You have built every layer of an LLM. The tokenizer (lesson 1), the cost accounting (2), the architecture (3-4), the systems to run it efficiently (5-8), the scaling laws and evaluation to make it good (9-10), the data pipeline (11-12), and the post-training that turns it into an assistant (13). This final lesson covers the current frontier, reasoning via reinforcement learning, and then steps back to look at what the track gave you. It builds on the source course’s post-training lecture on RL with verifiable rewards, and frames reasoning as a systems problem as a synthesis of its own.

This lesson is taught at the technical-primer level, same discipline as lesson 13. RL, RLVR, and GRPO are named as mechanical methods, with what they do and how they fit together explained directly. Contested questions about whether these methods solve deeper alignment problems are out of scope here.

Ordinary LLMs trained with pretraining and standard post-training are good pattern matchers. They struggle on problems that require several explicit steps: multi-step math, multi-step code with constraints, logic puzzles, anything where the answer depends on a chain of intermediate results that all have to be right. Asked directly, they tend to one-shot a plausible-looking answer, and a plausible-looking answer to a multi-step problem is often wrong. Reasoning models address this by training the model to produce an explicit chain of thinking before its answer, and to make that thinking actually improve the answer.
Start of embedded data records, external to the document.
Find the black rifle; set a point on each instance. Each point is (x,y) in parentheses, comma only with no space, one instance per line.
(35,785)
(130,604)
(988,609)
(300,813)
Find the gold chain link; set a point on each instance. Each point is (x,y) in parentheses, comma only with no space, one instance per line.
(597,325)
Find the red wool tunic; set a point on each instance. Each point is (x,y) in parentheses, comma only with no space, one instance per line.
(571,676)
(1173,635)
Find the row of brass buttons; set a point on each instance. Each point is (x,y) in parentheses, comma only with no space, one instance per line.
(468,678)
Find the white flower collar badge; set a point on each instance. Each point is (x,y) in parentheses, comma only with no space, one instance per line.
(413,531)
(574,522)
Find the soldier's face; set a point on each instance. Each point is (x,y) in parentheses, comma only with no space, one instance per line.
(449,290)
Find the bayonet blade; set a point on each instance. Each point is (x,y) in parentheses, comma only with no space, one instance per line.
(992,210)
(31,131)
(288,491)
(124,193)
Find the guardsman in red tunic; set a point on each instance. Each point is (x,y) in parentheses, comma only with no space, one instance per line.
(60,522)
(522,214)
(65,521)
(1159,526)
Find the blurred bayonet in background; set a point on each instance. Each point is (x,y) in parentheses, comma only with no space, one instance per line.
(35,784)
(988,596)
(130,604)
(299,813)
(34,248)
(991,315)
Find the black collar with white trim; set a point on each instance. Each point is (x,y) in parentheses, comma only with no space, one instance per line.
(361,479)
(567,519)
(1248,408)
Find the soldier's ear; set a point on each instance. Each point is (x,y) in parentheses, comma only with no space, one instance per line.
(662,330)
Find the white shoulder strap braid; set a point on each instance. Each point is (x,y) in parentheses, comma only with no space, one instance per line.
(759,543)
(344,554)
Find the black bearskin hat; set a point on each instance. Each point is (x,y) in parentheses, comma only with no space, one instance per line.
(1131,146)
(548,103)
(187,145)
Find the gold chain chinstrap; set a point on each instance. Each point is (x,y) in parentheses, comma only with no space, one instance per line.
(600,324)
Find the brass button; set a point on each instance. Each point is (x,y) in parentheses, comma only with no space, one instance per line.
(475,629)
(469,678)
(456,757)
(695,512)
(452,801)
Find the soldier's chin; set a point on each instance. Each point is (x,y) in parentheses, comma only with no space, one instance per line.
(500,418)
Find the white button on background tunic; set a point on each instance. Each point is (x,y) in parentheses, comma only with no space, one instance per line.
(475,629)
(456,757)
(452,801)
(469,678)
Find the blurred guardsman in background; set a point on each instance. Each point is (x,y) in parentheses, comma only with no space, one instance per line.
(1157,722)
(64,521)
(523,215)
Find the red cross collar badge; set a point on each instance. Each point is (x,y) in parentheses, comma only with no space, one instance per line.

The post-training lesson used human preferences as the reward signal (RLHF) or skipped the explicit reward entirely (DPO). Reasoning training does something different: the reward is verifiable correctness. For math, the final numeric answer is right or wrong. For code, the test suite passes or fails. For logic puzzles, a programmatic checker confirms or rejects. RLVR (RL with Verifiable Rewards) trains the model on problems whose answers can be checked mechanically.

Two consequences are immediate:

  • No reward model is needed. The check itself is the reward. This removes the entire “train a separate reward model, then optimize against it” branch of RLHF, including the reward-model-hacking failure mode (the policy can no longer game a learned reward; the checker is fixed).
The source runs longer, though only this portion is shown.